Three broadcasters killed in eleven days
CMFR/Philippines – A radio blocktimer was shot dead in Tagum City, Davao del Norte province, on 11 December 2013. He was the third broadcaster killed in the last eleven days.
Tagum City in the Mindanao island group is some 1,400 kilometers south of Manila.
Rogelio “Tata” Estrada Butalid was in front of the Radyo Natin radio station where he worked, and was about to go home after his blocktime radio program when two men on a motorbike stopped near him. The back-rider alighted from the vehicle and shot Butalid at close range.
The Tagum City police said witnesses heard six gun shots.
Butalid hosted the blocktime radio program “Ang Kamatuoran” (The Truth), which aired on Radyo Natin Tagum 107.9, at 8 to 9 a.m., weekdays.
Radyo Natin Tagum station manager Elmer Tandoc told CMFR that Butalid last discussed on the air the conflict between two electric cooperatives in the province.
Butalid’s program was sponsored by one of these two cooperatives, the DANECO-NEA, Tandoc said.

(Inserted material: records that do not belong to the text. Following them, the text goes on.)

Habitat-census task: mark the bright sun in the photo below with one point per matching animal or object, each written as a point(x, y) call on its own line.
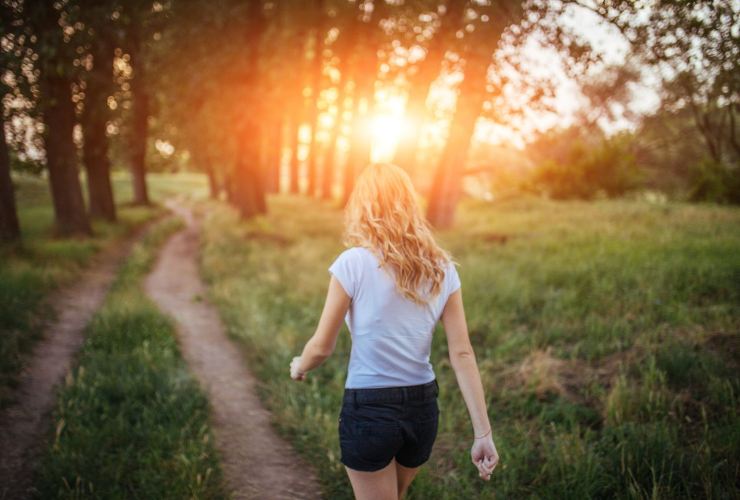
point(387, 126)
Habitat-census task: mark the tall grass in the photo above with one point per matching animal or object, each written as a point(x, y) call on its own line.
point(40, 263)
point(131, 422)
point(606, 333)
point(29, 271)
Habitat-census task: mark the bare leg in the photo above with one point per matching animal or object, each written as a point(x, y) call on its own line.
point(377, 485)
point(404, 476)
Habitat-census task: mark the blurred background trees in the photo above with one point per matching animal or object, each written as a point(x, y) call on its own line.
point(568, 99)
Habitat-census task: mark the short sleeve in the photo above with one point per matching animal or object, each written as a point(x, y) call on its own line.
point(453, 279)
point(344, 268)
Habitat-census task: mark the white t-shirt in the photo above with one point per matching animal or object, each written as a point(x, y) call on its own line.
point(391, 334)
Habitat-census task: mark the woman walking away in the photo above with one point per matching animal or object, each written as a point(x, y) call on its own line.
point(392, 285)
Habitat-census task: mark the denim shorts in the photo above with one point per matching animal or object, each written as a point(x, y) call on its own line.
point(377, 425)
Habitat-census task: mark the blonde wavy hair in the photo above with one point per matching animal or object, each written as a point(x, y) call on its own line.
point(383, 215)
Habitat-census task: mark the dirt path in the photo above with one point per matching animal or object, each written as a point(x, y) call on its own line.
point(256, 462)
point(24, 423)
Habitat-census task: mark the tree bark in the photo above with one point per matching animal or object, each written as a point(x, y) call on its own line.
point(365, 69)
point(317, 69)
point(274, 156)
point(479, 48)
point(139, 121)
point(249, 192)
point(447, 182)
point(427, 70)
point(327, 176)
point(9, 227)
point(94, 123)
point(59, 119)
point(294, 131)
point(361, 145)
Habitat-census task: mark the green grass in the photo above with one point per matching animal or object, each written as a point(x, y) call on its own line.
point(607, 334)
point(130, 421)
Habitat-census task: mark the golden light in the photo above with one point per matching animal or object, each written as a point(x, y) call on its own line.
point(387, 125)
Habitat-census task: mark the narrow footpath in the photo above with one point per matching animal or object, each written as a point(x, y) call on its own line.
point(25, 422)
point(257, 463)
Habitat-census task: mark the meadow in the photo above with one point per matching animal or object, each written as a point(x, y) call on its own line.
point(41, 262)
point(607, 334)
point(130, 420)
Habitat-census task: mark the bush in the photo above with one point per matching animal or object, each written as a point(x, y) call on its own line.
point(711, 180)
point(608, 169)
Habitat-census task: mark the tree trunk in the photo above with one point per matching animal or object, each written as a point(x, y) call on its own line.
point(427, 70)
point(294, 131)
point(9, 227)
point(213, 188)
point(66, 193)
point(361, 145)
point(139, 122)
point(317, 69)
point(447, 182)
point(274, 156)
point(94, 123)
point(327, 179)
point(249, 191)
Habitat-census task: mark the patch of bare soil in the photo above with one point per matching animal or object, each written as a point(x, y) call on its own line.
point(257, 463)
point(24, 422)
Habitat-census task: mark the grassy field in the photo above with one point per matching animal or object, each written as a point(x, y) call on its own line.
point(607, 333)
point(41, 262)
point(131, 422)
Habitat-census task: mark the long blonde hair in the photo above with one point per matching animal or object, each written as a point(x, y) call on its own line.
point(382, 215)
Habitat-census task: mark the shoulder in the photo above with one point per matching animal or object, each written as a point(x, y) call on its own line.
point(357, 254)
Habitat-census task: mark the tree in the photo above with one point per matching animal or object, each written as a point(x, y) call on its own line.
point(317, 70)
point(477, 54)
point(54, 68)
point(9, 227)
point(364, 74)
point(420, 79)
point(98, 87)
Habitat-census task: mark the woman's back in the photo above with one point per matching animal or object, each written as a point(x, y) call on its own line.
point(391, 335)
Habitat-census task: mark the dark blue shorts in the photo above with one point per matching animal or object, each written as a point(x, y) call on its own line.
point(377, 425)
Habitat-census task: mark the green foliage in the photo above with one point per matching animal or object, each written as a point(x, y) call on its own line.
point(587, 171)
point(41, 263)
point(714, 181)
point(131, 421)
point(606, 335)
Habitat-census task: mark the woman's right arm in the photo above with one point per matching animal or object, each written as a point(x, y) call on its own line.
point(462, 358)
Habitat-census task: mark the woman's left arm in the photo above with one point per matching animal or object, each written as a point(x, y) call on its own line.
point(321, 345)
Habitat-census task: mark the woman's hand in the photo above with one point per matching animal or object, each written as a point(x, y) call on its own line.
point(484, 456)
point(295, 372)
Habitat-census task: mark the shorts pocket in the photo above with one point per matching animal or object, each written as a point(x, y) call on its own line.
point(367, 446)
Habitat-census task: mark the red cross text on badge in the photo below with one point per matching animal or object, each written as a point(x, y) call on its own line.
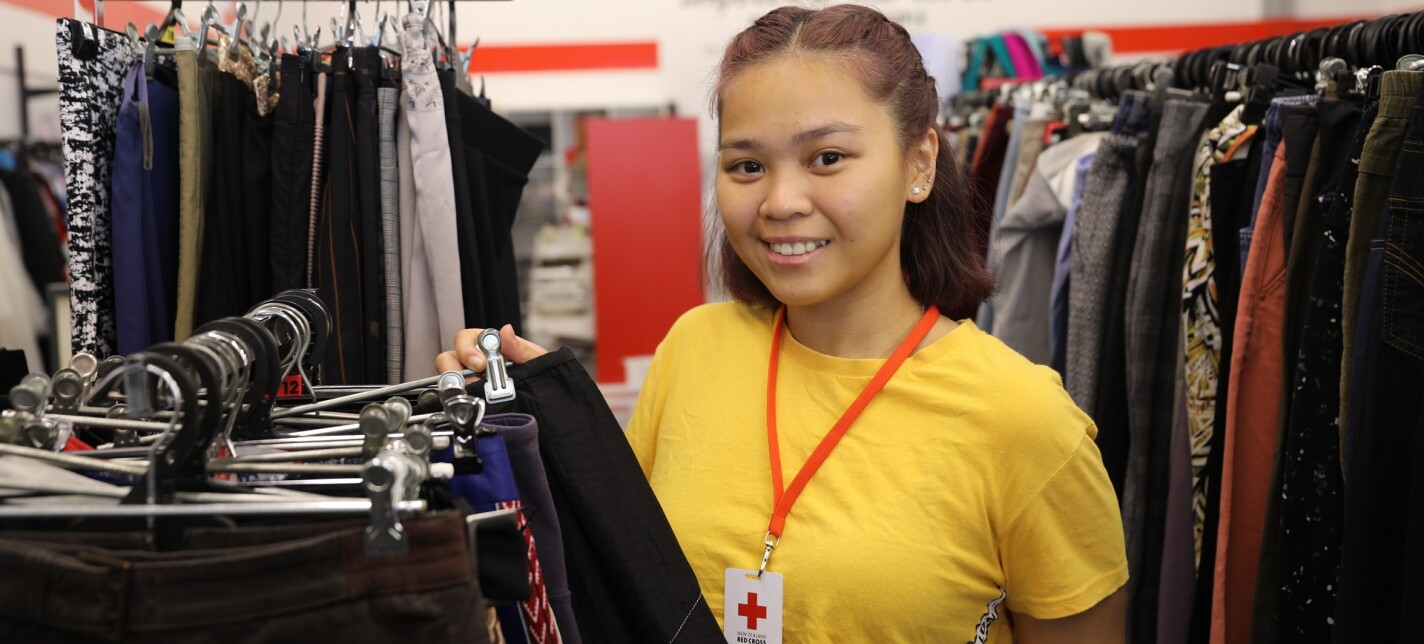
point(751, 611)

Butalid was also on his third and last term as village councilor in Barangay (village) Mankilan, confirmed Tandoc and the police.
But Butalid had been working in the radio industry since he was 17, Tandoc added.

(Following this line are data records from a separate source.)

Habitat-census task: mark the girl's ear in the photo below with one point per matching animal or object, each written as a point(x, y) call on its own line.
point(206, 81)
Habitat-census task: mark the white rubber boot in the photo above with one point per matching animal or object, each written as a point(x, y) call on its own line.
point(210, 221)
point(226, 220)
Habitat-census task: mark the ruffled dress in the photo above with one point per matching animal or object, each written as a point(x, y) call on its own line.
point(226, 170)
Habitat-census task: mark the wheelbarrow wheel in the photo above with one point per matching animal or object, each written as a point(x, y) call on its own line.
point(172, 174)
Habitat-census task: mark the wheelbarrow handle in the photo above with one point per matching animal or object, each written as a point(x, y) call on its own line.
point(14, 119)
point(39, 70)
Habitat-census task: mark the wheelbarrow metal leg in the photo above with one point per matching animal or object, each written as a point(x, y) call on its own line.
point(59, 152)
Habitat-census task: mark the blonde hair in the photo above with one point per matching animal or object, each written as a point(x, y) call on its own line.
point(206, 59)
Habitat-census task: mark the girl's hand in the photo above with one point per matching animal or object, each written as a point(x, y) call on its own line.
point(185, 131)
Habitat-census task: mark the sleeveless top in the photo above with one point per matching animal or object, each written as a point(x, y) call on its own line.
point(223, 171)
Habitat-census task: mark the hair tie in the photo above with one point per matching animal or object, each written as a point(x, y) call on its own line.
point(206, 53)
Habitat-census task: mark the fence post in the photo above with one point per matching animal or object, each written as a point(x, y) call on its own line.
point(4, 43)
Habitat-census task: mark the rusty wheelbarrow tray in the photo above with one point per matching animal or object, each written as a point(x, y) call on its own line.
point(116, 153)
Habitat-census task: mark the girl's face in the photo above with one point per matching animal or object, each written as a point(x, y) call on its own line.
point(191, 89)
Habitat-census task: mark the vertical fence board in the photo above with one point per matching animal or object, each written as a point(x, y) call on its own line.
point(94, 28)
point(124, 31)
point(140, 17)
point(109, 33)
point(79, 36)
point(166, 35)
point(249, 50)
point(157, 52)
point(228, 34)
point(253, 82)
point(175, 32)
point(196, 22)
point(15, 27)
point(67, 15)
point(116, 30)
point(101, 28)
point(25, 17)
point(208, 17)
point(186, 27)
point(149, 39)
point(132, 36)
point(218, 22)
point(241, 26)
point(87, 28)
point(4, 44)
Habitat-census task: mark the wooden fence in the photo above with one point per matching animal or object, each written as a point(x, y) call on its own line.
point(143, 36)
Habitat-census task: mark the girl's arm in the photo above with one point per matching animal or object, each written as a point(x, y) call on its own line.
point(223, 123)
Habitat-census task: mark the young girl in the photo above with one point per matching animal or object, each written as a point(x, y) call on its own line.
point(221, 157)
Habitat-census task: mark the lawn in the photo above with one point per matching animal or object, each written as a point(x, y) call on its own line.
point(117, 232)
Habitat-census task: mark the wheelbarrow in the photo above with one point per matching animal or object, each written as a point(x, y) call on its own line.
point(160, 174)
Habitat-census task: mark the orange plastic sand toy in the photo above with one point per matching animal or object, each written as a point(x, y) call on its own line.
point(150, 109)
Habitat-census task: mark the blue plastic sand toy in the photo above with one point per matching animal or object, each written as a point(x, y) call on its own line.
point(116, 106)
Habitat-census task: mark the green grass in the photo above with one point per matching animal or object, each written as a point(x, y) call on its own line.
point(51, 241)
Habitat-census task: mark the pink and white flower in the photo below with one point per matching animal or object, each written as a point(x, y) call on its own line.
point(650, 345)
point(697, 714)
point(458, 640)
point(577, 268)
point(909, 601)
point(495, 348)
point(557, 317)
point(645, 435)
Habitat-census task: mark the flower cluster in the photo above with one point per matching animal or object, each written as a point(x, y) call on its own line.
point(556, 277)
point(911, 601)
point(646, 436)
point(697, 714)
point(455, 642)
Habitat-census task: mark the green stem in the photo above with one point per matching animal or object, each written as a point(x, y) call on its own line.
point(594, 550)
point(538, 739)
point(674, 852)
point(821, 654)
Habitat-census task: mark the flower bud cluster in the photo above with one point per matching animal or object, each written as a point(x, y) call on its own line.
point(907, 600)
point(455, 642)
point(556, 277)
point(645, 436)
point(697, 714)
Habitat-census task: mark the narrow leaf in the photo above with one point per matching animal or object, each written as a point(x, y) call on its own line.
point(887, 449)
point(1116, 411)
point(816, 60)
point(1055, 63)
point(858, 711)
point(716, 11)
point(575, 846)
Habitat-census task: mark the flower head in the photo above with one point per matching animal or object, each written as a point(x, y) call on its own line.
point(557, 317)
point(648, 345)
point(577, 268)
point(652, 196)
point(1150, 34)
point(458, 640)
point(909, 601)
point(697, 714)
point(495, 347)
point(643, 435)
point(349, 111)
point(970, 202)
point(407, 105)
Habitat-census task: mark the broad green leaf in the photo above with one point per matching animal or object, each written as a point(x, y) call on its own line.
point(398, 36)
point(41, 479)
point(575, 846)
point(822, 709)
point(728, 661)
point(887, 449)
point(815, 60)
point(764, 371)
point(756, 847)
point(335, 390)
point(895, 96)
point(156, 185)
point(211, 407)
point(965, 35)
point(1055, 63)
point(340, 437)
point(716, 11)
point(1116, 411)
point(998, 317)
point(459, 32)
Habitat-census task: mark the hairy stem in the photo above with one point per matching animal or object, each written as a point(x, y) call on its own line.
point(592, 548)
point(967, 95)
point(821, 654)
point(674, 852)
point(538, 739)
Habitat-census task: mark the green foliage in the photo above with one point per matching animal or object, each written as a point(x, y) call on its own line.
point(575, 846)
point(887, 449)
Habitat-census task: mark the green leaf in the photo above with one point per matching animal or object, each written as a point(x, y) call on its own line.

Two other radio broadcasters were killed in the last eleven days. Joash (Joas) Dignos was killed on 29 November 2013 in Bukidnon province and Michael Diaz Melo (Mike Milo) on 06 December 2013 in Surigao del Sur.
The killings came in the heels of Presidential Communication Operations Office Secretary Herminio “Sonny” B. Coloma Jr.’s saying during a 22 November press briefing that “Siguro naman po, makatwirang sabihin na sa kasalukuyan ay hindi na po umiiral iyan (Maybe, it’s justified to say that there is no more impunity.).”
But after the killings, Coloma denounced the killing of Dignos, and later, that of Melo.
Butalid was the 22nd journalist/media worker killed in the line of duty in the Philippines under the administration of President Benigno Aquino III, and the 11th this year.